We had just moved to a new district which, we were told, had ‘no need for such places as launderettes. People here can afford their own private washing facilities.’ Oh, I was glad to leave there.
And just as towns and villages vary greatly, so, too, do launderettes and the people who use them. There are the young, bed-sit brigade; retired old chaps in for a warm; mums glad to rest their legs; middle-aged ladies who need a chat. (Well if you are lonely and you don’t play golf or bingo, where do you go for a chat?)
There are Good Samaritans who potter and hum and fold up absent owners’ washing for them. There are elegant souls who trip in with tiny, crisp gingham bundles held fastidiously between finger and thumb. (Their washing going in often looks cleaner than mine does coming out.) There are vague, beaky professors leaving trails of wet socks and artful twelve-year-old boys who know all the dodges. Some are busy, steamy places presided over by jolly ladies who provide piles of magazines and who will do your washing for you if you ask them nicely. Some are pastel and unmanned, making do with lots of little machines dispensing just about everything except advice – perhaps the most needed ingredient of all, as any engineer who goes around repairing the unending damage caused by assorted users will tell you.
‘You wouldn’t believe the things people do,’ they sigh. And the list ranges from drying somebody else’s washing by mistake to ‘posting’ their coins down a crack between two machines and then wondering why nothing happens.
A common fault is to load one machine and put money in the one next to it. They press the handle and stand, amazed, as their washing just sits there all dormant while an empty neighbouring machine mysteriously fills up and starts to chug.

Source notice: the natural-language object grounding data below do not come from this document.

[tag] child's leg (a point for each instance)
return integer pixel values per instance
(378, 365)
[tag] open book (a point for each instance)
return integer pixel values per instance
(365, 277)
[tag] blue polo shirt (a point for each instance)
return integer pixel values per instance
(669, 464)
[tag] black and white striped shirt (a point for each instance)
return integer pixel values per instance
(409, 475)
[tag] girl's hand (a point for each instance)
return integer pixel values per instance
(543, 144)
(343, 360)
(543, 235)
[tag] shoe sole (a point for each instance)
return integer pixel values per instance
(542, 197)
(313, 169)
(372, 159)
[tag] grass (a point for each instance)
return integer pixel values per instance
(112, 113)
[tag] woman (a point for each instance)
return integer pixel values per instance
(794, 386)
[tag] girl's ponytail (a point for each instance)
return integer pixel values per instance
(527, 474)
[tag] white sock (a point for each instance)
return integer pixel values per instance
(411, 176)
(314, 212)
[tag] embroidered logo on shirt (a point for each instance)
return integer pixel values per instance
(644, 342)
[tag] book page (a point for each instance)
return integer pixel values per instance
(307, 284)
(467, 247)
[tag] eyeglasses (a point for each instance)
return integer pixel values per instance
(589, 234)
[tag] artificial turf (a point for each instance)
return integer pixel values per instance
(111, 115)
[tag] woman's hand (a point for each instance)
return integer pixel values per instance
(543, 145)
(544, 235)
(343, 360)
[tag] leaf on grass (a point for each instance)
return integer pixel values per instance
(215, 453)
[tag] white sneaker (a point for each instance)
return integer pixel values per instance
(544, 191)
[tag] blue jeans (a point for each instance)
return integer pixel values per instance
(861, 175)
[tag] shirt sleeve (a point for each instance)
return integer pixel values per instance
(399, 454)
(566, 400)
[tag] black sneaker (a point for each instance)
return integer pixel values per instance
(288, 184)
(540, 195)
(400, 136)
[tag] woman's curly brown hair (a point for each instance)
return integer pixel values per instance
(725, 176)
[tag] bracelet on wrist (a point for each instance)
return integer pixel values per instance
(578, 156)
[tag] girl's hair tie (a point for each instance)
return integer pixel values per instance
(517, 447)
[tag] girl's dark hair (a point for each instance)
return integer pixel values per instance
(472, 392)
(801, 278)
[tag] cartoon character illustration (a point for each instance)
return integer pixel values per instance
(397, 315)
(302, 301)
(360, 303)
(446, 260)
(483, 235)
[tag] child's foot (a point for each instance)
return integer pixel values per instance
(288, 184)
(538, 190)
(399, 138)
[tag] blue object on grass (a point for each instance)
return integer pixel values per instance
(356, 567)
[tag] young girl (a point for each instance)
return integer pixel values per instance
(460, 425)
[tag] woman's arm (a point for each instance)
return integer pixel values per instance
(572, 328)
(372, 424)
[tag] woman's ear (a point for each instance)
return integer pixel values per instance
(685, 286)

My own first novitiate gaffe was to grab someone’s private detergent packet and sprinkle its contents liberally into my machine.
‘I wonder why that lady is scowling at me like that?’ I was thinking vaguely to myself, and then she told me.
Nowadays I am much more knowledgeable. I carry the right coins, my own measured jar of soap and a carefully marked plastic bag. Our local launderette caters to some terribly fierce elderly ladies.
‘My laundry bag, if you don’t mind,’ they bray, pouncing on to my lap like tweedy lizards. But since the bag dispensing machine always supplies the same sky blue model, it is hard to tell.
I marked mine after an unseemly tug of war with a militant soul who looked not unlike a gnarled tree drawn by Arthur Rackham. We found my gloves and soap jar inside, which at least persuaded her to let go. However, she went on muttering evil spells to herself all the way up past the butchers.
But perhaps for real life drama it would be hard to beat the launderette I sometimes use, which has recently installed green stamps. The idea seems laudable enough.
‘For the Even Greater Convenience of our Customers’ it says, and it goes on to list exactly how many stamps one is allowed per wash load (6), per dry clean (20) and per soap purchase (3).
The trouble is that, instead of the stamps popping up by one’s own particular machine, they all, by some magical method of remote control, roll out of a communal slot in the wall down at the far end. And nobody takes their exact due. Some people collect their stamps casually, before they leave. Others rip them off avidly the moment they appear. But few read the notice properly.
‘Oh look – Green Stamps Given,’ they say brightly and they look around and see about a hundred and fifty of the things ticker-taping out of the far wall. So, naturally enough, they march down and seize the lot. They only make this mistake once, however.
‘Here, who’s had my stamps?’ thunders a little red-faced woman, staggering under the weight of a season’s dry cleaning. This sparks off indignant reaction all round.
‘Cor, don’t it make yer sick!’
‘They’d ’ave the clothes off yer back for tuppence.’
‘Oh God, what have I done?’
‘Green stamps? What green stamps?’
‘I say, do you mind, six of those are mine.’
‘Do you mean to say we get green stamps?’
Oh well, at least it breaks down a few barriers. But I seem to be the only person who finds it funny. Or I did, until some unthinking cad marched in yesterday and grabbed my six. Immediately I became absolutely livid.
‘How damned unfair,’ I quivered. And I don’t even collect green stamps.